Department of Clinical and Experimental Pharmacology, Faculty of Medicine, Slovak Medical University, Bratislava, Slovak Republic.
Kidney Blood Press Res. 2012;35(1):48-57. doi: 10.1159/000330349. Epub 2011 Aug 19.
P2X(7) receptors intervene with lymphocyte activation and are responsible for multiple processes, including calcium influx. Here, we studied the participation of P2X(7) receptors in disturbed intracellular calcium homeostasis regulation in early-stage chronic kidney disease (CKD).
The study involved 20 healthy volunteers and 20 CKD stage 2-3 patients. The free cytosolic calcium concentration (Ca(2+)) was measured using fluorimetry. The P2X(7) pore function was evaluated by the fluorescent dye ethidium bromide.

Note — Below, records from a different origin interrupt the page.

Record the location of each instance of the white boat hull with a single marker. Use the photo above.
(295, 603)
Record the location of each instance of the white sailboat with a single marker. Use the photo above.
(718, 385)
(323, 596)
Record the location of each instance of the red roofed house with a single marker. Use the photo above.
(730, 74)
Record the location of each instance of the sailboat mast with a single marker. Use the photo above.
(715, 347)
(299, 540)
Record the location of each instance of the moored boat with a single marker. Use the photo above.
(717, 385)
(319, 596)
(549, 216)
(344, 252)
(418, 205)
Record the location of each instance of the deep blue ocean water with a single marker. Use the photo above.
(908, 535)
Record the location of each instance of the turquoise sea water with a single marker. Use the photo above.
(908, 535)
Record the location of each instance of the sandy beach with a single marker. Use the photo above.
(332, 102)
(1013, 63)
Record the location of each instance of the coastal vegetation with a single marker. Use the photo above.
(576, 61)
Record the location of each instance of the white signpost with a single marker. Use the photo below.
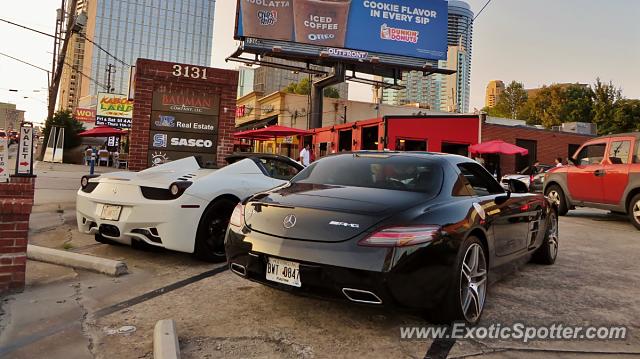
(4, 158)
(24, 156)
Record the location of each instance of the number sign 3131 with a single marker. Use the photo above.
(193, 72)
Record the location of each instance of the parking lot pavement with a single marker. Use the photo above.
(220, 315)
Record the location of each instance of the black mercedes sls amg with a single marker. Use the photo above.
(412, 230)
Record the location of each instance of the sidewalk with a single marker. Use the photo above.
(59, 313)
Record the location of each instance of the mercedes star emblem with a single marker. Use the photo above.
(289, 221)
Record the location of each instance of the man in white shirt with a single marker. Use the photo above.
(304, 155)
(559, 162)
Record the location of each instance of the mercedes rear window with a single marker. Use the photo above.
(394, 172)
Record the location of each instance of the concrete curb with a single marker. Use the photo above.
(165, 340)
(77, 260)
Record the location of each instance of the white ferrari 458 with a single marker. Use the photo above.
(178, 205)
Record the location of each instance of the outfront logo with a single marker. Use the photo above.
(160, 140)
(267, 17)
(396, 34)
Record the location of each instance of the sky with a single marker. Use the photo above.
(535, 42)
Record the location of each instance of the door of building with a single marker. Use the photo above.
(529, 159)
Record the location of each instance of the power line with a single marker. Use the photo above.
(480, 12)
(79, 33)
(101, 48)
(28, 28)
(25, 62)
(47, 71)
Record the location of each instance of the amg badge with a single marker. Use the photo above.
(344, 224)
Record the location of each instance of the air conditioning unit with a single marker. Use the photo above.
(583, 128)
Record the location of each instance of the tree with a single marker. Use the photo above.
(304, 88)
(71, 127)
(626, 116)
(605, 97)
(510, 103)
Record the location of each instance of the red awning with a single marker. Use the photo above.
(271, 132)
(102, 131)
(497, 146)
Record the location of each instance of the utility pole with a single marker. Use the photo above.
(60, 51)
(110, 70)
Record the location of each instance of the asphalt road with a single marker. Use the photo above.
(220, 315)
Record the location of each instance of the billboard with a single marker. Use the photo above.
(87, 115)
(412, 28)
(114, 110)
(183, 123)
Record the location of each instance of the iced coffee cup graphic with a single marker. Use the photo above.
(267, 19)
(321, 22)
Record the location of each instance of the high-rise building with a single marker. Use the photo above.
(165, 30)
(10, 116)
(271, 79)
(72, 75)
(494, 90)
(443, 92)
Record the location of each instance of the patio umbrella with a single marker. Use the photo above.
(497, 147)
(102, 131)
(271, 132)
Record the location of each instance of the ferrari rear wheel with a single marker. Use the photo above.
(209, 244)
(556, 195)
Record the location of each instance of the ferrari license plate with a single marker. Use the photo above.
(110, 213)
(284, 272)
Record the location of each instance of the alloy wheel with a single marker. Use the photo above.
(552, 235)
(473, 282)
(554, 196)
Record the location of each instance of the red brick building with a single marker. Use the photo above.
(16, 201)
(449, 134)
(543, 145)
(181, 110)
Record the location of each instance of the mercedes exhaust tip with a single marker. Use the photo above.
(238, 269)
(361, 296)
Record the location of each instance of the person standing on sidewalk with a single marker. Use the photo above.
(305, 155)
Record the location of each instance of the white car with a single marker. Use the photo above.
(178, 205)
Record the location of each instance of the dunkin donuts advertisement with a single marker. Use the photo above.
(413, 28)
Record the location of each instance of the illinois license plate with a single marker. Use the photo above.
(110, 213)
(284, 272)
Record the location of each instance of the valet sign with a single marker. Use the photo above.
(24, 157)
(4, 176)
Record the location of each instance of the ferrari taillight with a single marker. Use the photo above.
(237, 217)
(401, 236)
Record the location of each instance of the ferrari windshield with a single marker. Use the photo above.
(396, 172)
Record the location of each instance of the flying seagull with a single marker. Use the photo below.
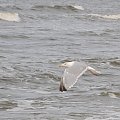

In peripheral blood mononuclear cells (PBMCs) of patients, Ca(2+), intracellular calcium stores and the capacitative calcium entry were increased when compared with healthy subjects. The agonist of P2X(7) receptor BzATP caused a sustained increase in Ca(2+) in both groups, but the effect was smaller in patients. The antagonist at the P2X(7) receptor KN-62 reduced Ca(2+) in patients, but had no effect in healthy subjects. In patients, the permeability of ethidium bromide through P2X(7) pores, as well as through BzATP-activated and KN-62-inhibited pores, was distinct from permeability in healthy volunteers.
These results demonstrate that the calcium signaling pathway in PBMCs of CKD patients is defective already in CKD stage 2-3, and the pore-forming P2X(7) receptors are involved in these pathophysiological processes.
P2X(7)受体参与淋巴细胞的激活,并负责多种过程,包括钙内流。在这里,我们研究了 P2X(7)受体在早期慢性肾脏病(CKD)中细胞内钙稳态调节紊乱中的作用。
本研究纳入 20 名健康志愿者和 20 名 CKD 2-3 期患者。使用荧光法测量游离细胞内钙浓度(Ca(2+))。通过溴化乙锭荧光染料评估 P2X(7)孔功能。
与健康受试者相比,患者外周血单核细胞(PBMCs)中的Ca(2+)、细胞内钙库和电容钙内流增加。P2X(7)受体激动剂 BzATP 引起两组Ca(2+)持续增加,但在患者中的作用较小。P2X(7)受体拮抗剂 KN-62 降低了患者的Ca(2+),但对健康受试者没有影响。在患者中,溴化乙锭通过 P2X(7)孔以及通过 BzATP 激活和 KN-62 抑制的孔的通透性与健康志愿者不同。
这些结果表明,CKD 患者 PBMC 中的钙信号通路在 CKD 2-3 期就已经存在缺陷,并且形成孔的 P2X(7)受体参与这些病理生理过程。